Grant aims to improve communication on animal-borne illness
VERMILLION, S.D. — A consortium led by the University of South Dakota Sanford School of Medicine will use a $200,000 grant from the Bush Foundation to improve communication between medical providers, veterinarians and livestock producers regarding animal-borne illnesses that pose potential health risks to humans.
The two-year grant will enable the creation of a working group and a cross-industry network hub known as SD One Health where the public health interests of the livestock, medical and veterinary communities intersect to promote and produce collaboration, resource sharing, knowledge development and community education.

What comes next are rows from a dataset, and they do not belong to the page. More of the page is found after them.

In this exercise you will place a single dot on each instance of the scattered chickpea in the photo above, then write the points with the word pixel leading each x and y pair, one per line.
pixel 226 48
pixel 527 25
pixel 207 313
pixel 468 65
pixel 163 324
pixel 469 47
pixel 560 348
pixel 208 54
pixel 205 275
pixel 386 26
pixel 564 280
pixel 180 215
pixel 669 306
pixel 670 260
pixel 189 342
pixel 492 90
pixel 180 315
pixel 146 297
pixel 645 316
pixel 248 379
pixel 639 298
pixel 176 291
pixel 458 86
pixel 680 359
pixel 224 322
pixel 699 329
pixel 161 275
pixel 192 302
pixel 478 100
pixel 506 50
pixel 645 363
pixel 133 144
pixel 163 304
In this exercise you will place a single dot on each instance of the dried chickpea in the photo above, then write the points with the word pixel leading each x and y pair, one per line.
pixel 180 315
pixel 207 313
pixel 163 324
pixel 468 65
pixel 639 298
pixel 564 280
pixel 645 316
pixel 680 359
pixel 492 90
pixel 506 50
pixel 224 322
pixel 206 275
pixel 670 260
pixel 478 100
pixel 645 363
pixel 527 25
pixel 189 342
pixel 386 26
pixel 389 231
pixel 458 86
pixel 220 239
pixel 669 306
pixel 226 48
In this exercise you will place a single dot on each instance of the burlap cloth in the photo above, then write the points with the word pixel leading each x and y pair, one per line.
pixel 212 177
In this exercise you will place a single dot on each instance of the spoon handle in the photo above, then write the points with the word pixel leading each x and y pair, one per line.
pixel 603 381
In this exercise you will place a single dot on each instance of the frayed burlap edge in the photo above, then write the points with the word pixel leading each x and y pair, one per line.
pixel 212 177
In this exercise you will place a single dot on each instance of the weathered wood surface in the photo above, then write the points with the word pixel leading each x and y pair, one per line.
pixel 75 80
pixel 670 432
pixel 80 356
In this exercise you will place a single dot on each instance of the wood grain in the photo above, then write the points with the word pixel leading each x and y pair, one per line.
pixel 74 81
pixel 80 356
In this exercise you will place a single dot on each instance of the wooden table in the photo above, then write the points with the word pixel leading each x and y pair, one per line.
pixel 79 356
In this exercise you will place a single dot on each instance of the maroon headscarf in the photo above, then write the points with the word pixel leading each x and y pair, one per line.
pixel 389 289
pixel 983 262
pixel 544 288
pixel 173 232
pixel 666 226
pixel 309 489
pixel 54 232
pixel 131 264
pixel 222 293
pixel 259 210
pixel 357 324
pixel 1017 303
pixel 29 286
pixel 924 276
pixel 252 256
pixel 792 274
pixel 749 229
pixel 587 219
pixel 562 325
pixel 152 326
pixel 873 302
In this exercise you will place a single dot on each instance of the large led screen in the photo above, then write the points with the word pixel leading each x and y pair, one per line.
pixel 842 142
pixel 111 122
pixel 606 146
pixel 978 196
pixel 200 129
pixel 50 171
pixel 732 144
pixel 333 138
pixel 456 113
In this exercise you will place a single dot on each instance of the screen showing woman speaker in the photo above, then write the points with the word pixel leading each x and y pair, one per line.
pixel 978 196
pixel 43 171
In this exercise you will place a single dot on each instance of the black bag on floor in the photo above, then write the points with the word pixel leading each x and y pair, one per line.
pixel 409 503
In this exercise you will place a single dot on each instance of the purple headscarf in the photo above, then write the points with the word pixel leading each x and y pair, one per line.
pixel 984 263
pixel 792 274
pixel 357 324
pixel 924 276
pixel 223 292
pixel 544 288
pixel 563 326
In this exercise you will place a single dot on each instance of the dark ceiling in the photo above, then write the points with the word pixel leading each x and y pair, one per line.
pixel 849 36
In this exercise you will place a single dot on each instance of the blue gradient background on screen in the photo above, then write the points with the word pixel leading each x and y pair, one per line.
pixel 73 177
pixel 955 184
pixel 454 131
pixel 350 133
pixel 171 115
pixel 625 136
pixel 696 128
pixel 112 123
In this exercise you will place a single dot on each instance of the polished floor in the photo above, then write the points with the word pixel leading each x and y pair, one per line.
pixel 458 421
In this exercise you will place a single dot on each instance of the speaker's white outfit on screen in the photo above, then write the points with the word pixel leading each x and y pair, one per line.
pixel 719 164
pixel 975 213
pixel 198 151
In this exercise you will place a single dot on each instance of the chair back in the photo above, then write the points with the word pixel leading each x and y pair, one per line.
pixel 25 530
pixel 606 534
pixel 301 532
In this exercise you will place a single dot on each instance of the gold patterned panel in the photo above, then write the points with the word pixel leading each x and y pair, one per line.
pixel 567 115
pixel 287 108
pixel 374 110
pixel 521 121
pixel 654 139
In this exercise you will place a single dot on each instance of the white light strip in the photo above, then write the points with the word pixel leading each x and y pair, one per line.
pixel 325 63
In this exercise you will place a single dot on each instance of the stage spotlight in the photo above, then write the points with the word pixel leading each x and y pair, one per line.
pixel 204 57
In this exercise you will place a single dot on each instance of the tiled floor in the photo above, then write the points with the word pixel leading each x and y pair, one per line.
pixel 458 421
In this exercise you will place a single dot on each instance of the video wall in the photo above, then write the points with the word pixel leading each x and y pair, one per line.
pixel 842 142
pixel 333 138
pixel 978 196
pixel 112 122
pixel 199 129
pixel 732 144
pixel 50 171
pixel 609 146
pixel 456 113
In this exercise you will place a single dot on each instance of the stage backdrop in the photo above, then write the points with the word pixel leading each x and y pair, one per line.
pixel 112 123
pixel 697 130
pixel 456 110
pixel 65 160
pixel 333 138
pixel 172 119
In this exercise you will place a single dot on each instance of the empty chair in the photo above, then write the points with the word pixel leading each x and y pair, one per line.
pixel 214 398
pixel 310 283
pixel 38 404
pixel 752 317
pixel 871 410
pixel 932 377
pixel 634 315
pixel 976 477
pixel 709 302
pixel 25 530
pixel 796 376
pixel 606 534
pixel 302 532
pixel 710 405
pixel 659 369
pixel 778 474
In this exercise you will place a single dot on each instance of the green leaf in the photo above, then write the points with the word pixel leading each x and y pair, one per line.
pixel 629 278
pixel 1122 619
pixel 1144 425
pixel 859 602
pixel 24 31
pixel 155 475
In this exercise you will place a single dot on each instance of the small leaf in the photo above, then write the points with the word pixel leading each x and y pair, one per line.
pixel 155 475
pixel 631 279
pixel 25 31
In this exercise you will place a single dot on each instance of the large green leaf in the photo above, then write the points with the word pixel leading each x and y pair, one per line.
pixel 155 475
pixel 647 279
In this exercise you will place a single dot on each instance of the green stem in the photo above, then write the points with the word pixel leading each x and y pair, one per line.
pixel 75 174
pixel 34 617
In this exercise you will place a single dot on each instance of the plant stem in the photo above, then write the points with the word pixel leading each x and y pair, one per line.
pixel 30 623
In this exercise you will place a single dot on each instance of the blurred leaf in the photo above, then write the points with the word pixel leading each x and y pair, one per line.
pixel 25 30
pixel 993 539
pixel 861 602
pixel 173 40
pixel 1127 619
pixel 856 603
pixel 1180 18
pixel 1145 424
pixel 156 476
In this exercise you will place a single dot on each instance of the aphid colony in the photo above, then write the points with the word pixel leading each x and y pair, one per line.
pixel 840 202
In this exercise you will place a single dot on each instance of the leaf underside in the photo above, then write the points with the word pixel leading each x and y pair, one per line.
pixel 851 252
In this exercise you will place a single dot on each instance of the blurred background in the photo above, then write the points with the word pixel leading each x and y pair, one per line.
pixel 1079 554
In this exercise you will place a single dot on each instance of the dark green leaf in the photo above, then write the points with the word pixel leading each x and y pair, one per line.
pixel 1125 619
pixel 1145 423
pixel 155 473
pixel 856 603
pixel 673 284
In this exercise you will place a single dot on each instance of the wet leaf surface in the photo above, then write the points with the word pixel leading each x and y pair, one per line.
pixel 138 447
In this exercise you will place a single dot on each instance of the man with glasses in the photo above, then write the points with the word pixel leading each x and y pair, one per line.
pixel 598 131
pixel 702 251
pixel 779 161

“We see this as an opportunity to create a sustainable public service organization built upon the shared interests of established industry groups to provide a high quality of care to the human and animal populations of South Dakota,” said Dr. Susan Anderson, chair of the University of South Dakota Sanford School of Medicine’s Family Medicine department.
Numerous cases have emerged in recent years illustrating the need for veterinarians, health care providers and agricultural/animal producers to successfully communicate with one another regarding threats, risks, and treatment needs. Threats posed by animal-borne illnesses are especially concerning in South Dakota, where the commercial livestock industry is a major contributor to the state’s economy.
Partners with the University of South Dakota Sanford School of Medicine in this project include the Northeast South Dakota Area Health Education Center, Yankton Rural Area Health Education Center and the South Dakota Public Health Veterinarian at South Dakota State University.